Note that, according to Culshaw’s own timeline, this is at least well after she was into her Master’s research on HIV models, since she says that the first time she found out about the virus myth group was when she picked up a copy of Spin magazine while on her way to a conference to present a talk. So even though she was already well into her own research modelling HIV, she didn’t understand the difference between an exogenous and an endogenous retrovirus.
It’s things like this that make scientists tear their hair out. Culshaw claims that “it was not the mathematical models themselves that caused [her] to doubt HIV, but rather the scientific literature on which the models are based.” So clearly, she must know more than HIV virologists who’ve spent their careers studying the cell biology, pathogenesis, immunology, epidemiology, etc. of the virus. But even in this current interview, her interviewer is the one who has to set her straight regarding some very basic viral biology. This is the reason why I discussed how arguments from authority should be taken with a great deal of salt. Having knowledge in one area doesn’t make you an expert across the board.
The rest of the interview is largely a collection of HIV-denial talking points, but there are a few parts that are interesting. I know mathematicians often get stereotyped as being a bit too uptight and logic-focused, and not having much understanding of how experimental science operates. Culshaw, unfortunately, seems to fit that stereotype:
As mathematicians, we’re trained to be very, very skeptical of our own theories. If you come up with some model or some idea that works for basically everything you’ve observed, you state it as a conjecture and then you try to prove it. But you never, ever, ever say, “Well, I’ve seen all these examples, and it works for all these examples, therefore it must be true.” You can’t do that. You would never finish your course, let alone get anything published.

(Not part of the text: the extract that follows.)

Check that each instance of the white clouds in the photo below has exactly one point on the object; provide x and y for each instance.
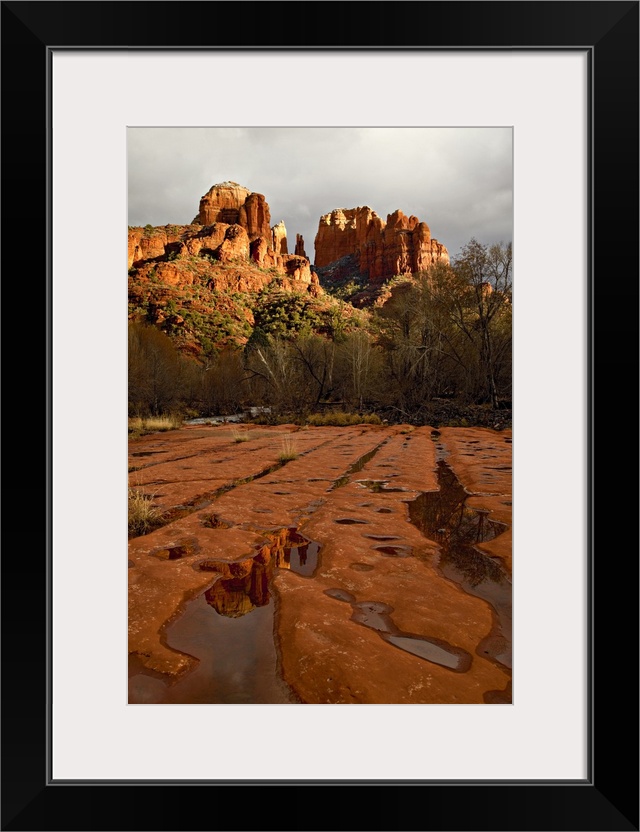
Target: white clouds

Another thing is that if you have a theory, and you come across one counter-example that flies in the face of that theory, then you have to throw it out. You cannot use it again. It seemed to me, like with the HIV theory, not only were they using a bunch of examples but they were throwing away every counter-example that they found. I understand that medicine and biology are not as rigorous as mathematics, and there might be a little bit more room to move when it comes to proving things, but it seemed that they came up with this theory, and when it didn’t fit the observations, it wasn’t the theory that’s wrong, it was the observations. That’s counter-natural. That’s not the way science should work.
The problem is that there aren’t any counter-examples that “fly in the face of the theory,” and that biology is simply a lot messier than mathematics. As I’ve mentioned many times, if Culshaw’s objections were applied universally to all infectious disease research, we’d have many more germ theory deniers out there. At least they’re consisent.